Scholar. Researcher. Writer.
One of my favorite quotes from author and scholar Zora Neale Hurston is, "research is formalized curiosity". I have always been curious. In elementary and middle grades, I was awarded most curious or most likely to ask questions (admittedly, not all of my teachers liked or encouraged this behavior). My parents loved that I asked questions. They always had answers. However, the answer was often, "Why don't you go look that one up?" My parents taught me how to formalize my curiosity - to look it up.
I am a Black womanist rhetorician, digital humanist, and cultural strategist. I hold space where recovery meets resistance—where archival silences are opened and Black futures are charted, not merely imagined. As a Professor of Communication and the founding Director of the Center for Africana Futures at Texas Southern University, I design and sustain work that centers Black intellectual traditions, insists on public accountability, and harnesses the power of narrative to name and transform.

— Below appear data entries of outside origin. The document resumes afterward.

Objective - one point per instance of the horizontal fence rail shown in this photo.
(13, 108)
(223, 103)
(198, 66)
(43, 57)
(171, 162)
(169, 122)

My scholarly labor is rooted in the deep conviction that Black stories matter—how we tell them, who gets to hold them, and what they make possible. In 2025, I served as Consulting Producer for The Inquisitor, a bold, genre-bending documentary about Congresswoman Barbara Jordan that premiered at the Tribeca Film Festival. The Inquisitor wrestles with the boundaries of truth, myth, and memory in telling the story of a woman who carried both the weight and the wonder of democratic possibility. It was a pleasure to contribute to director Angela Tucker's vision of Jordan's rhetoric, archives, and political theology, which were treated with analytical rigor and cultural care.
My recent writing continues these themes. In 2025, I published “Black Parade: Marching Toward a Future of Resistance and Renewal in Texas Education” in Communication and Democracy—a reflection on curriculum wars, the surveillance of Black thought, and what it means to teach toward freedom. As a Co-PI on the Mellon-funded Digital Ethnic Futures Consortium (DEFCon), I build infrastructures for digital ethnic studies that are led by us, built for us, and never forget us.
I've spent my academic life curating digital archives, fostering media literacy across HBCUs, mentoring scholars of color, and posing difficult questions about what is recovered, what is erased, and who gets to speak. My digital recovery work ranges from White Violence, Black Resistance to the Prairie View Women's Oral History Project, and I bring that same ethos to my YouTube channel, “Enjoy the Bounty of Planning with Dr. Toniesha Taylor."
The channel is a space of intellectual nourishment—a place to reframe strategic planning as a Black cultural practice and talk freely about higher education, digital futures, narrative control, and Black life in all its complexity.
I also collaborate nationally as an affiliate of the Center for Critical Race and Digital Studies at NYU. I work alongside scholars committed to dismantling structural erasures in tech, media, and pedagogy. As a National Teaching Partner with the Colored Conventions Project, I educate and collaborate with those who recognize that Black organizing, literacy, and recovery work are not optional but foundational.
Within the discipline, I serve as the Book Review Editor for the Quarterly Journal of Speech, where I help foster critical conversations that shape rhetorical study. I remain active in the National Communication Association and have been a longtime member of the Western States Communication Association. I bring that same commitment to community through my lifelong affiliations with Alpha Kappa Alpha Sorority, Incorporated, and the California State University, San Marcos Alumni Association.
I write. I teach. I produce. I build. And I do it all with a deep commitment to Black communities, to womanist epistemologies, and to the power of language as a tool of both survival and speculation.